Thursday, February 11, 2010

Why I Have Come to Accept "Hopefully" As a Sentence Adverb

Hopefully, after you read this post, you will understand my point.

The intended meaning of that sentence is: "I hope that, after you read this post, you will understand my point."

While the average reader almost certainly inferred the intended meaning of my sentence, many grammarians would say that the actual meaning of the sentence is: "After you read this post, you will, in a hopeful manner, understand my point."

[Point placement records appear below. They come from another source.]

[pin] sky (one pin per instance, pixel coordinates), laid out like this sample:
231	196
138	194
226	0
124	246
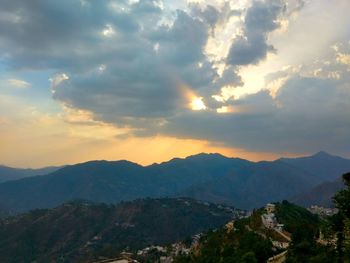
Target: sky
149	80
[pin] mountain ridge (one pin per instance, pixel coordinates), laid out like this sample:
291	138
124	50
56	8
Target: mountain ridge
209	177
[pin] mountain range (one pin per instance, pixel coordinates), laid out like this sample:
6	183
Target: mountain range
9	174
209	177
81	231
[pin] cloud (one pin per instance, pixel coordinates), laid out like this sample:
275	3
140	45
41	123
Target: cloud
138	65
18	83
252	47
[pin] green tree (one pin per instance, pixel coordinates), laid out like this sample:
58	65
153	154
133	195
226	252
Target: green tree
341	219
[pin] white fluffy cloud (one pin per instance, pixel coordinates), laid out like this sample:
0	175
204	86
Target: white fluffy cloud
138	64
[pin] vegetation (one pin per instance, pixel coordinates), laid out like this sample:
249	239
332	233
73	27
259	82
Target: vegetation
334	245
81	231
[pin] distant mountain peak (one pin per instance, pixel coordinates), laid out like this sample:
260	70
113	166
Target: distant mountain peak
323	154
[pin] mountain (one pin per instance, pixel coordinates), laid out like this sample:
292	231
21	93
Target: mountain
8	173
323	166
320	195
210	177
81	231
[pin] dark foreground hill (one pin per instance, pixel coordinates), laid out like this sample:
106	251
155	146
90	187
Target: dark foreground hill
210	177
82	231
248	240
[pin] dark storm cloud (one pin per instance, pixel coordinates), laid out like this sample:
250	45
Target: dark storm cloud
308	114
138	73
252	47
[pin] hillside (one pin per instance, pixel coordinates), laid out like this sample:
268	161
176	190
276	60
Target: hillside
248	240
81	231
210	177
323	166
320	195
9	174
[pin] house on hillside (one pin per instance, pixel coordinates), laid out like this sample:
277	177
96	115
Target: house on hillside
270	208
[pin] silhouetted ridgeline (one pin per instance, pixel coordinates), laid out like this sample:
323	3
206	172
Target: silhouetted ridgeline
210	177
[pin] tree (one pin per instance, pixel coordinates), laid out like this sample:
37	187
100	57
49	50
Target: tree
340	220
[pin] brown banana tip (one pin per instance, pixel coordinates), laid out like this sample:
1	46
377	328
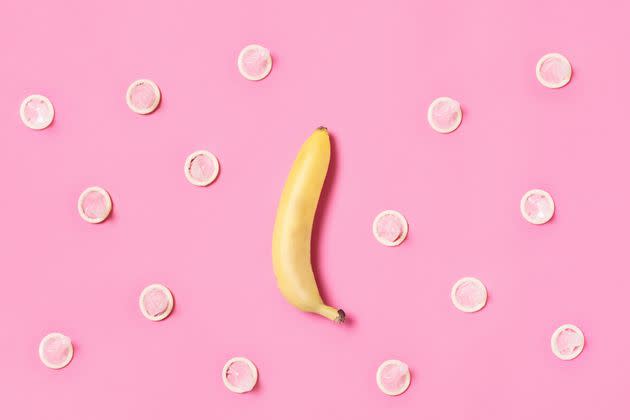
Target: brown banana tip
342	316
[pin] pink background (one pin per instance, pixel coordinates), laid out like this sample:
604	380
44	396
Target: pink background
368	71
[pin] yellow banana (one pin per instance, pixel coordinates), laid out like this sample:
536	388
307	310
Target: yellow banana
291	246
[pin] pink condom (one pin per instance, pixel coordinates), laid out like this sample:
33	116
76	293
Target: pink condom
95	205
55	350
567	342
240	375
553	70
469	294
537	206
393	377
390	228
445	115
202	168
143	96
155	302
37	112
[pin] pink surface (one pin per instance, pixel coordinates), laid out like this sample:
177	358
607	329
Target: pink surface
368	71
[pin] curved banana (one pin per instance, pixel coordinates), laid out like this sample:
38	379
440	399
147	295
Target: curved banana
291	247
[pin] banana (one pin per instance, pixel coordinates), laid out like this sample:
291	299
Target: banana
291	245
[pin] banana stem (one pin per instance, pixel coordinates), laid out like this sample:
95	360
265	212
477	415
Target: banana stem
337	315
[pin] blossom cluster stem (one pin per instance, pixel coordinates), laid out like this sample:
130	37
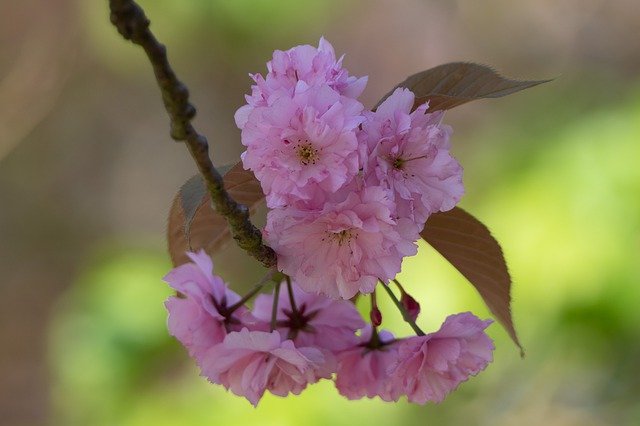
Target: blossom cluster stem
130	20
403	311
292	299
274	310
266	279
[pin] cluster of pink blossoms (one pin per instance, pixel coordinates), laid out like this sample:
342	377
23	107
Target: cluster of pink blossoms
349	191
313	337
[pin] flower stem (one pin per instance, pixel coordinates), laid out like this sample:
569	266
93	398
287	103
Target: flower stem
266	279
274	311
130	20
292	299
402	310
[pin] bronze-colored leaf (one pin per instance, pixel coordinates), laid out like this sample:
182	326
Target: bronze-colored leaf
449	85
469	246
193	224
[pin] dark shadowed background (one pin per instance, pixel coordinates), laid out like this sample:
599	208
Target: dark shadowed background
87	172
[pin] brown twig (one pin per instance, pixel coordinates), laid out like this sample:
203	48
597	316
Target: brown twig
131	22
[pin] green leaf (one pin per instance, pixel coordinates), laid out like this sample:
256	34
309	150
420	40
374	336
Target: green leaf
469	246
449	85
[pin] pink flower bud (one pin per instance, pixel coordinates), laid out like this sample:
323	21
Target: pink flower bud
376	316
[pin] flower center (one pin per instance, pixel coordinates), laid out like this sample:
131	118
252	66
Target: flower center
306	153
397	163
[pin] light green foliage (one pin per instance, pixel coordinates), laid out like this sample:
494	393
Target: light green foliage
569	223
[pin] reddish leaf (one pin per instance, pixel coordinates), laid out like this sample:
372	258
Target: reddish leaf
193	224
469	246
449	85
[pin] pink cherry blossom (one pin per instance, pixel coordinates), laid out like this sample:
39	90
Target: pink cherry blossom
317	321
409	152
343	249
304	144
431	366
251	362
364	371
196	318
307	64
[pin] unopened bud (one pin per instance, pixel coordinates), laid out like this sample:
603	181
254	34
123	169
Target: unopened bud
411	306
376	316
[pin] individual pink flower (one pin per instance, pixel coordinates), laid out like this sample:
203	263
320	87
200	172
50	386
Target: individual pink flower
343	249
250	362
364	370
431	366
302	145
307	64
409	152
197	318
317	321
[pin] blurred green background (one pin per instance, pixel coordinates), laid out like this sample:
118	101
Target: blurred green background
87	172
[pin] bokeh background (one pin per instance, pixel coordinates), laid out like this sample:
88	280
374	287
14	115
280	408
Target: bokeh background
87	172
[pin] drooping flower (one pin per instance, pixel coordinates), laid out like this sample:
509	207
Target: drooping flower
198	317
303	145
409	152
431	366
307	64
251	362
317	321
343	249
364	371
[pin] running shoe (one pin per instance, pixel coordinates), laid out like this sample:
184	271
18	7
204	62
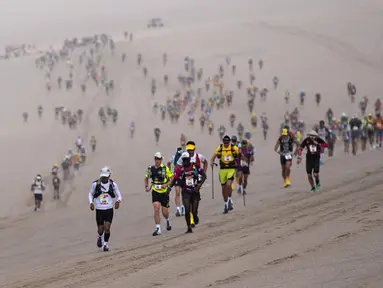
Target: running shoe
230	206
168	226
156	232
99	242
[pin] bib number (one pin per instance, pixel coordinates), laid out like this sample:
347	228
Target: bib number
189	182
227	158
313	148
104	199
288	157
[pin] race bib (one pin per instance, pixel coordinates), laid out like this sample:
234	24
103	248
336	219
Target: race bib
104	199
288	157
189	182
313	148
227	158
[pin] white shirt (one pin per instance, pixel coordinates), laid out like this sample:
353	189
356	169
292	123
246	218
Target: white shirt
193	159
104	201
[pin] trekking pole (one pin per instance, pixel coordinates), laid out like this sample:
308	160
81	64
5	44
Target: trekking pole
212	180
244	197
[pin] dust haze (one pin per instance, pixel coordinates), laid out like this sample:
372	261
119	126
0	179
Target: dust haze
283	237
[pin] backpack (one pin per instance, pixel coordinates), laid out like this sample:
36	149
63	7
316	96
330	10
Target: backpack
98	192
221	149
197	160
176	158
195	173
161	173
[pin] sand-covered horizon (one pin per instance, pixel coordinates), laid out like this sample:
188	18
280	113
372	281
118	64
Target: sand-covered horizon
282	238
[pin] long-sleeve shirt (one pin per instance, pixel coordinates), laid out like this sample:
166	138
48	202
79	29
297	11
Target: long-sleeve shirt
104	201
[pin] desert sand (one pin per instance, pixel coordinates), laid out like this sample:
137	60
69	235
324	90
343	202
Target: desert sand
282	238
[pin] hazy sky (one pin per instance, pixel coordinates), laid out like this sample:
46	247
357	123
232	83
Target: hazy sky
49	20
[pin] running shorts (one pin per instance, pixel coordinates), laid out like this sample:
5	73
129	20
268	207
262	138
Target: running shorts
284	161
225	175
245	170
355	135
103	216
162	198
312	164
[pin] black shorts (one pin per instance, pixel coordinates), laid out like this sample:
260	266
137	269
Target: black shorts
245	170
163	198
312	164
178	183
284	161
104	216
355	135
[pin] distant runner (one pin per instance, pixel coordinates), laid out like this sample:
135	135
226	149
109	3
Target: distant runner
102	192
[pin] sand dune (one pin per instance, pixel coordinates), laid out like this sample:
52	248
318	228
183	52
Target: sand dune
282	238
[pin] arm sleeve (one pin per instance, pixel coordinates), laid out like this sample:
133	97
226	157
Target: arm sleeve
303	144
177	172
91	191
118	192
168	173
322	143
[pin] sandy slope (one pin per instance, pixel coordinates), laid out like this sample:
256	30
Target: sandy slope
284	238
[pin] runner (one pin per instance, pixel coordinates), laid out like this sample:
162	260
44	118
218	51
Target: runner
356	126
55	170
102	192
324	133
93	143
246	157
191	177
314	146
370	130
37	188
285	143
56	187
198	159
379	129
227	155
172	164
160	177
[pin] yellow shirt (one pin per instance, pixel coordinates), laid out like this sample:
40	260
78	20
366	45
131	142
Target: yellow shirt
227	156
158	176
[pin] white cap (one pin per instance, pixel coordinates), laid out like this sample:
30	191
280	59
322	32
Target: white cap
158	155
105	172
185	155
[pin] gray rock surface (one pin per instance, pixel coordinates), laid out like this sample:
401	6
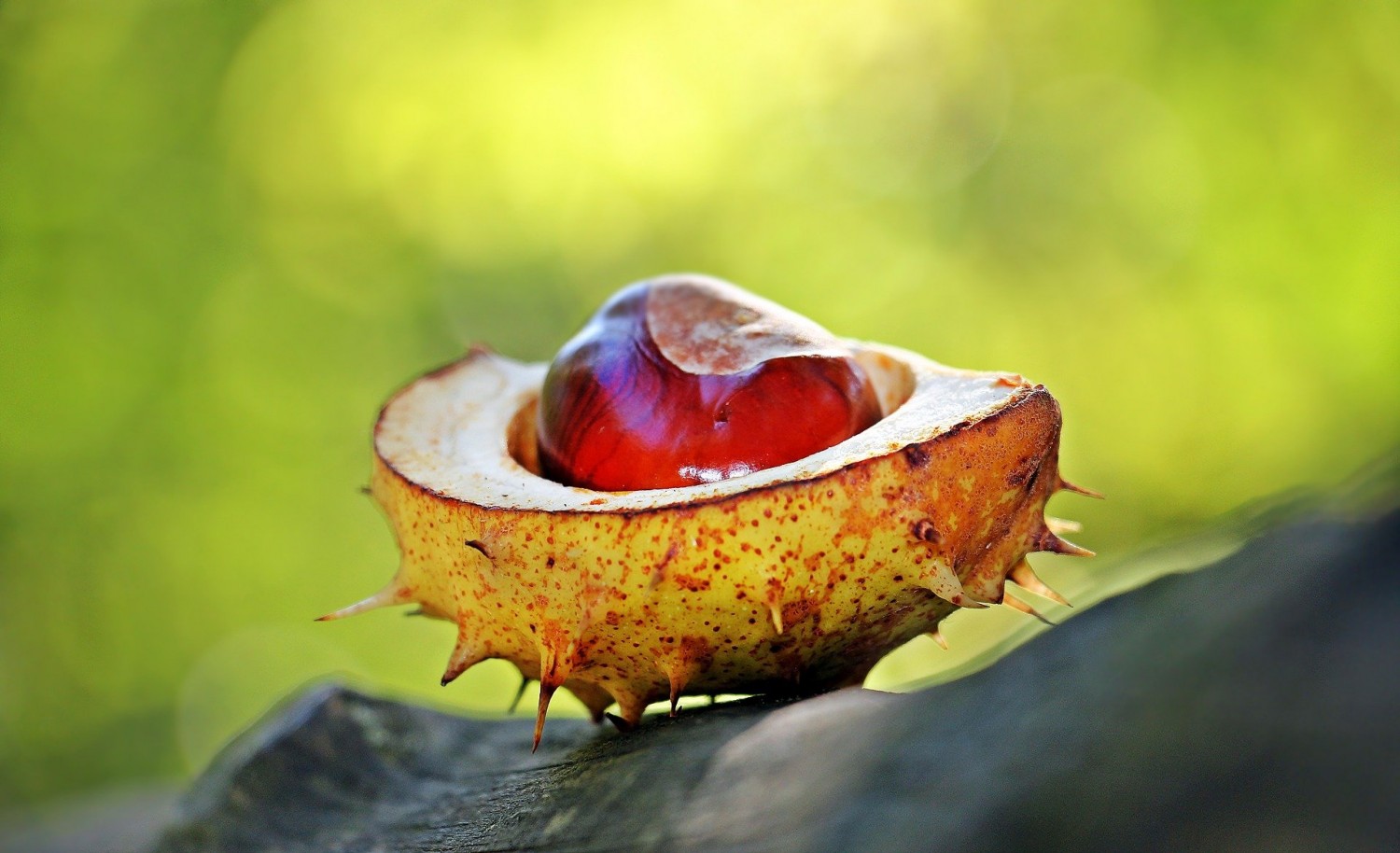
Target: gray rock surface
1253	705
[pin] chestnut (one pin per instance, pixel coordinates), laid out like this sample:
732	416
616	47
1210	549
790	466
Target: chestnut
688	380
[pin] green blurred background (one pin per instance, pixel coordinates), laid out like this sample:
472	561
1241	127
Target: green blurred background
230	230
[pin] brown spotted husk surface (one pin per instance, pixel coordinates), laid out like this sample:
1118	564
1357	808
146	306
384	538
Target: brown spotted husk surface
800	586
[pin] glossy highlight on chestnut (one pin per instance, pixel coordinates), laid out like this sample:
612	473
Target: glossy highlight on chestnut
755	386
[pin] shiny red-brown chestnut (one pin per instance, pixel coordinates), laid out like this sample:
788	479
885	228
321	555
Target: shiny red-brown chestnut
688	380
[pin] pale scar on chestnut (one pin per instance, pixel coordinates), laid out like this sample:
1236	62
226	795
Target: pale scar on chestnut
745	570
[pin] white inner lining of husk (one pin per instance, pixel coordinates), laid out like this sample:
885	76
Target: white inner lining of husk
447	432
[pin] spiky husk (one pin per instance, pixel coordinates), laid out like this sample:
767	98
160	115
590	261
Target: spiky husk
792	586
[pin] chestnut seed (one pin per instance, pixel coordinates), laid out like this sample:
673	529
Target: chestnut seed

Technically, the adverb "hopefully" should modify the verb "understand" instead of describing the author's feelings toward the rest of the sentence. Many grammarians would prefer "I hope that" to "Hopefully" in a sentence such as the one above. And, if I hadn't been using the sentence to illustrate a point, I would have used "I hope that" myself.

"I hope that" works great as an alternative to "hopefully" in sentences that can be written in the first person. In sentences without an identifiable speaker, substituting for "hopefully" is more difficult. For example:

Hopefully, after adding the half-and-half, your Alfredo sauce will assume the proper consistency.

Were I typing that sentence in an e-mail to a friend, "I hope that" would work. Were I to write it on a recipe website whose readers don't expect the recipe to suddenly refer to itself in the first person, "I hope that" would not be appropriate. The best alternative in this situation would be, "It is hoped that," which is awkward, cumbersome, and uses the passive voice. ("If hopes are realized" is another alternative, but it has the same problems.) In my opinion the technically incorrect "Hopefully" is much better than "It is hoped that." As Wiktionary points out:

Many adverbs are used as sentence modifiers with somewhat less frequent objection such as interestingly, frankly, clearly, luckily, and unfortunately. . . . Compare to the usage of regretfully, which does have the substitute regrettably.